Crain’s Rule #8: If it is porous, it is probably permeable. A quicklook equation for permeability in intergranular or intercrystalline porosity is: Perm = 100 000 * (PHIe^6) / (Sw^2).


To find signs of permeability, look for indications of porosity, mudcake shown by the caliper, separation on the resistivity log curves, known production or tested intervals, sample descriptions, and hydrocarbon shows in the mud.


A quicklook equation for permeability is:
     Perm in milliDarcies = 100 000 * (Porosity ^ 6) / (Water Saturation ^ 2)


Crain’s Rule #9: If the logs are noisy, blame it on fractures.


To check for indications of fractures, look for sonic log skips, density neutron crossover in carbonates, hashy dipmeter curves, hashy resistivity curves, or caved hole in carbonates.


Crain’s Rule #10: Check your work and revise your assumptions, then refine rules for each project.

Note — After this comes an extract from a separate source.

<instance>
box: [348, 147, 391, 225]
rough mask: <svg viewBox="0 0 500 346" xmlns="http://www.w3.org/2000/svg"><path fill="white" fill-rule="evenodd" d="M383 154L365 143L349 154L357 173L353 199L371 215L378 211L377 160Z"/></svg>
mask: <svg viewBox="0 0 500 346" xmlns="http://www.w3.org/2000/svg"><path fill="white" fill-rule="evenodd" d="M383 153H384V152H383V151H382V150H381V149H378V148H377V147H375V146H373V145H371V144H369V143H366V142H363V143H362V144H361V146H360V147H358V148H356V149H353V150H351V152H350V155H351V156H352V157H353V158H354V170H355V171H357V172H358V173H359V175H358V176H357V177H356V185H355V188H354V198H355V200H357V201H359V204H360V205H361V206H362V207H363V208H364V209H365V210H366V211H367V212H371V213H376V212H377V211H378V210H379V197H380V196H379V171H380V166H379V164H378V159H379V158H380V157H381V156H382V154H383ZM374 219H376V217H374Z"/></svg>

When lab data is available, checking the answers is relatively easy. If the match between the log analysis results and lab data is poor, then some parameters in the analyis model need to be refined. That's where the "Art of Petrophysics" takes over from the "Science of Petrophysics". Below is an exaample of the core data (coloured dots) matching the log data, or vice versa.

“Tight Oil” example showing raw log data on left half of image and petrophysical properties (answers) derived from that data on the right half. Raw data includes (from left to right) gamma ray, caliper, shallow and deep resistivity, photo electric effect, neutron porosity, density porosity, and sonic travel time. In this example, high resistivity represents organic rich source rock (shale) and lower values are found in the oil zone. The answers are (from left to right) porosity, oil volume in porosity (shaded red), water volume in porosity (shaded white), water saturation, permeability, and mineralogy (various colour symbols) at right of image. Core porosity (black dots), core oil saturation (red dots). core water saturation (blue dots), and core permeability (red dots) are plotted on the log analysis results to demonstrate how well the mathematical model matches ground truth. The model and parameters can then be used on other wells that do not have this type of control data. My first colour plot, considerably less elaborate than this one, was generated from my own software-hardware package (LOG/MATE) in 1976 from a minicomputer with only 8 Kb RAM. IBM didn't "invent" the PC until 1981.